- UK retail sales volumes defied expectations by rising in July – only the second month in 2022 so far to record an increase. But with the squeeze on shoppers' spending power from high inflation intensifying and consumer sentiment low, the outlook for retailers still looks downbeat.
- Online sales more-than accounted for July's 0.3% month-on-month rise in retail volumes, aided, according to the ONS, by promotions. But some of the other major retail sub-sectors saw sales fall. In particular, high fuel prices appear to be prompting a significant fall in demand.

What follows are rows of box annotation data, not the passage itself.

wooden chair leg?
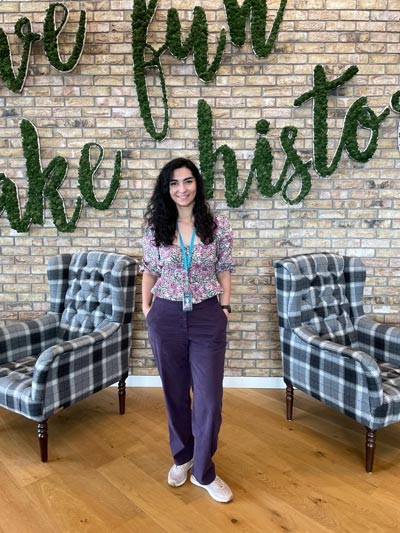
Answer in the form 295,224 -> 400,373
285,381 -> 294,421
38,420 -> 48,463
118,379 -> 126,415
365,428 -> 376,473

Martin Beck, chief economic advisor to the EY ITEM Club, says: “The downward trend in retail sales volumes over most of 2022 saw a reversal in July. Sales rose 0.3% month-on-month (m/m) following a downwardly revised 0.2% fall the previous month. This beat consensus expectations of a decline and was only the second monthly rise in the year-to-date. Growth in total volumes was more than accounted for by non-store retailing, predominately online retailers. According to anecdotal evidence cited by the ONS, this was aided by promotions.
“But the performance of some other retail sub-sectors was less impressive. Food sales eked out a rise of 0.1%, with the reversal of the boost from June's Platinum Jubilee celebrations perhaps holding down growth. Non-food store sales fell 0.7%, while the impact on demand from higher prices was particularly evident in the sale of fuel, where volumes fell a further 0.9% in July. This left fuel sales 4.1% down on the level at the start of the year, versus a 1.7% fall in overall retail volumes.

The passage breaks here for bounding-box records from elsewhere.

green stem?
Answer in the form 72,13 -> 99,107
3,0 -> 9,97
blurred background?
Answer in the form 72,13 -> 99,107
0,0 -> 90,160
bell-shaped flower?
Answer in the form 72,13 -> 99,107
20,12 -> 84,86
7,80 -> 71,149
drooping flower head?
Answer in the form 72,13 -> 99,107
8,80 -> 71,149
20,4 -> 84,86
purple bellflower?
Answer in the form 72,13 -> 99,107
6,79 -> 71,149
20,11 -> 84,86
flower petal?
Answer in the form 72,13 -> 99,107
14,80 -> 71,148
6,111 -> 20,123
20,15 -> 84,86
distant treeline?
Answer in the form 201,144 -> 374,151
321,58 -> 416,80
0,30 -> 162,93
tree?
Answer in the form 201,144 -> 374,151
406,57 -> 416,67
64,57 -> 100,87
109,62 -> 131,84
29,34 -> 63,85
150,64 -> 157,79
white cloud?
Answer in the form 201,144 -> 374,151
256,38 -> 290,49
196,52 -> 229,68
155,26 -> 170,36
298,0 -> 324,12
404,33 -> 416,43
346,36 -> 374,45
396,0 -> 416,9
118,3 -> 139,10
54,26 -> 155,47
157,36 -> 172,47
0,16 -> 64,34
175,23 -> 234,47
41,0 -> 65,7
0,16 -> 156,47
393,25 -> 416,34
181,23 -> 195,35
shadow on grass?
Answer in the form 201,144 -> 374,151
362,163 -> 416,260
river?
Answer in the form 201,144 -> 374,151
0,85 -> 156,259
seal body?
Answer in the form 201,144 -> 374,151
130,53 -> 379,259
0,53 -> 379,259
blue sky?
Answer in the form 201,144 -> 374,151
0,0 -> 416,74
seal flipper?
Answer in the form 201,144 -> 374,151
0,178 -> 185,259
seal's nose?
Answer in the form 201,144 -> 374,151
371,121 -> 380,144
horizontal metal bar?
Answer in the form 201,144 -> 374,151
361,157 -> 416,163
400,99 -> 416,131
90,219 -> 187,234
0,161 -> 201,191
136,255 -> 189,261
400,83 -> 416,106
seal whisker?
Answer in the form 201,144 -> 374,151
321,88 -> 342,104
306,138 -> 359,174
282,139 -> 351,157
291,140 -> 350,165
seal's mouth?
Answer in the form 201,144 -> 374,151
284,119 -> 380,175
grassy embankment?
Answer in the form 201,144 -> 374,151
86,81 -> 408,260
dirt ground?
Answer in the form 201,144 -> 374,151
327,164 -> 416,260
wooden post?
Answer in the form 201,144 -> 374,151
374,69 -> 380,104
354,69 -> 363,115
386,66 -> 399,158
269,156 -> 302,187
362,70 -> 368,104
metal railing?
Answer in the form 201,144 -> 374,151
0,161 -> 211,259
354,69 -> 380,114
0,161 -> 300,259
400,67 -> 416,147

“July's rise in retail sales is likely to prove only a temporary respite from recent weakness as we move through 2022 and into next year. Granted, unemployment being very low and household balance sheets, in aggregate, appearing healthy mean there are some positives. But the EY ITEM Club expects the typical household energy bill to rise by around 80% in October, pushing inflation even further into double figures and exerting an ever-more severe squeeze on households' spending power. And the continued gloomy economic news is translating into low consumer sentiment – this morning's GfK release showed confidence falling to a new record low in August.”